D'altra parte, caratteristico fu che proprio dagli ultimi sviluppi di questo idealismo assoluto derivasse quell'inversione della dottrina, che da essa generò il "materialismo" (o, in forma più tenue e cauta, il "positivismo"): giacché dalla sinistra hegeliana muovevano quei pensatori che, come Marx, Engels e Lassalle, tradussero il dialettismo genetico dell'idealismo in un evoluzionismo naturalistico, condannando ogni spiegazione delle cose che non si riferisse nudamente alle ferree leggi della natura e tramandando tale fiero odio per ogni "ideologia" e "idealismo" fino ai giorni nostri, in quei paesi, come la Russia, che da essi hanno mutuato la concezione politica. E proprio sul piano storico-politico tale reazione aveva la massima risonanza, perché sosteneva la dottrina del "materialismo storico", secondo la quale gli eventi dell'umanità dovevano essere volta per volta spiegati in funzione dei moventi materiali (e cioè, in primo luogo, economici) che li avevano provocati, senza intervento alcuno di libere volontà e d'idealità morali: concezione ripugnante persino a quella forma più generale d'idealismo, che corrisponde al quotidiano uso linguistico onde si designano e ammirano (anche se, talora, con ironia o rammarico) come "idealisti" coloro che agiscono seguendo un ideale e non un immediato vantaggio, e che potrebbe classificarsi come accezione pratico-empirica del termine. La reazione idealistica, successa nel sec. XX alla prevalenza materialistico-positivistica della seconda metà del secolo precedente, e promossa in Italia da B. Croce e da G. Gentile e nei principali paesi europei e in America da molti altri pensatori, mira appunto a fornire una nuova giustificazione speculativa a tale innata esigenza morale e a concepire l'idealismo, sotto ogni suo aspetto, in forma tale che renda pienamente ragione anche di quei particolari diritti di lavoro delle cosiddette scienze empiriche, che tanto comprimeva l'idealismo assoluto del primo Ottocento.
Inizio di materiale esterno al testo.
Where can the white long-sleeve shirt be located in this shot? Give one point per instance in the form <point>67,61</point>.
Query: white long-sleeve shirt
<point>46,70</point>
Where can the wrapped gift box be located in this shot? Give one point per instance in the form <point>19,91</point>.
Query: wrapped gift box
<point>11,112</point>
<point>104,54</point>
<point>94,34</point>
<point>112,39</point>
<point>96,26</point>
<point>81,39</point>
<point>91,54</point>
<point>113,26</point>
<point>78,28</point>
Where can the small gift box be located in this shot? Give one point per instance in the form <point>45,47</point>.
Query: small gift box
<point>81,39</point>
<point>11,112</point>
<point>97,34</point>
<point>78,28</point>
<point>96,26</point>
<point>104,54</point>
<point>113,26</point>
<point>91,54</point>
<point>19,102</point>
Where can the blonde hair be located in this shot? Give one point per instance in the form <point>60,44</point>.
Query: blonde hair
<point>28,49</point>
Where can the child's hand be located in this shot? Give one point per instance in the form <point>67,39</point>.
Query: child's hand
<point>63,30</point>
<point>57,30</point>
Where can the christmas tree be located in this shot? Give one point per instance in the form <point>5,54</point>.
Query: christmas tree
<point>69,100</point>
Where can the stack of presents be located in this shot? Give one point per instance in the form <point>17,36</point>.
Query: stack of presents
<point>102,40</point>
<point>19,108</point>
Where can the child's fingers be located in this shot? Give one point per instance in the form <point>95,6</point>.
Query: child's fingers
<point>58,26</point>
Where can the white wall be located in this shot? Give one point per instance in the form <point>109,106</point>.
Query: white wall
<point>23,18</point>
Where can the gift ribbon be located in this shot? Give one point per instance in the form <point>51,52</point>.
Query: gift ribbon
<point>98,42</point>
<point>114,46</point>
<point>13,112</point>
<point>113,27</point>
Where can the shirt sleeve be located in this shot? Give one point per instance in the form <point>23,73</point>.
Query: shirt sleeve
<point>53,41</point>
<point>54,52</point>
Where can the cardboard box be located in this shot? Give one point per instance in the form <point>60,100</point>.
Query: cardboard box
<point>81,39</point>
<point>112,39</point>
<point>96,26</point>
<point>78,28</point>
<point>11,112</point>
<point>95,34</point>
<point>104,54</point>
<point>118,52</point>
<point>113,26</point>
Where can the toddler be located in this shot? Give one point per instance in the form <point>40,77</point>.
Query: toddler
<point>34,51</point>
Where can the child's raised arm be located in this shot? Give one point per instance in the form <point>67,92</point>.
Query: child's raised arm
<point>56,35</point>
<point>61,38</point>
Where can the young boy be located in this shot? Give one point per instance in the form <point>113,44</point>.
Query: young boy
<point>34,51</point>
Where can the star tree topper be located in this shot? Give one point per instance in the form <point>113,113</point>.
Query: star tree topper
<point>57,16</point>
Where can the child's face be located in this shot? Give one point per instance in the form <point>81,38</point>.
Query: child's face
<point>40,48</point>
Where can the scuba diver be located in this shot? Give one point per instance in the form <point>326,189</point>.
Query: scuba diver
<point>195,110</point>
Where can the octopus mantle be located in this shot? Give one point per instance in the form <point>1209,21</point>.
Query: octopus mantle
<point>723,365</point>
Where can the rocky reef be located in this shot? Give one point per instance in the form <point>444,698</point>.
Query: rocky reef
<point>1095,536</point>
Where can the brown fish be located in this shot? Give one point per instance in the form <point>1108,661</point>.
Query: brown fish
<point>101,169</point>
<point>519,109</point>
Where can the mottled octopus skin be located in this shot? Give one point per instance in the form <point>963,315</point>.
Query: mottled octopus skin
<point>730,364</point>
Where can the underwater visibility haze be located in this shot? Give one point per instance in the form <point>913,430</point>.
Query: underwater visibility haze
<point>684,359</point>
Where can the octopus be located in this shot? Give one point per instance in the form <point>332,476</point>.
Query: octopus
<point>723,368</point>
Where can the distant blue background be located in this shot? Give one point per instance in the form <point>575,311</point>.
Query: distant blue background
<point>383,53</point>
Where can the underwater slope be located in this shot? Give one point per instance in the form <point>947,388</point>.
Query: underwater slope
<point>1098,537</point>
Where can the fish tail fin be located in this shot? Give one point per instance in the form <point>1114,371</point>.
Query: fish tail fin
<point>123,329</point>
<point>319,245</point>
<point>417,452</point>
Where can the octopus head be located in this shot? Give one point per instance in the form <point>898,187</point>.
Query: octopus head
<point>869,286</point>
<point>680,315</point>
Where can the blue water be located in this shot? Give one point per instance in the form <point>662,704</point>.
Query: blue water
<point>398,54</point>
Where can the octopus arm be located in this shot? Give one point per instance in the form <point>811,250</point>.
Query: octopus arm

Bibl.: Manca una vera e propria storia dell'idealismo: ne tengono in certa misura il luogo le trattazioni di storia della filosofia condotte dal punto di vista idealistico. Cfr. per ciò le bibliogrfie date alle voci concernenti

i singoli pensatori e alle maggiori esposizioni storico-filosofiche (filosofia, XV, p. 356, segg.; estetica; etica; logica, ecc.).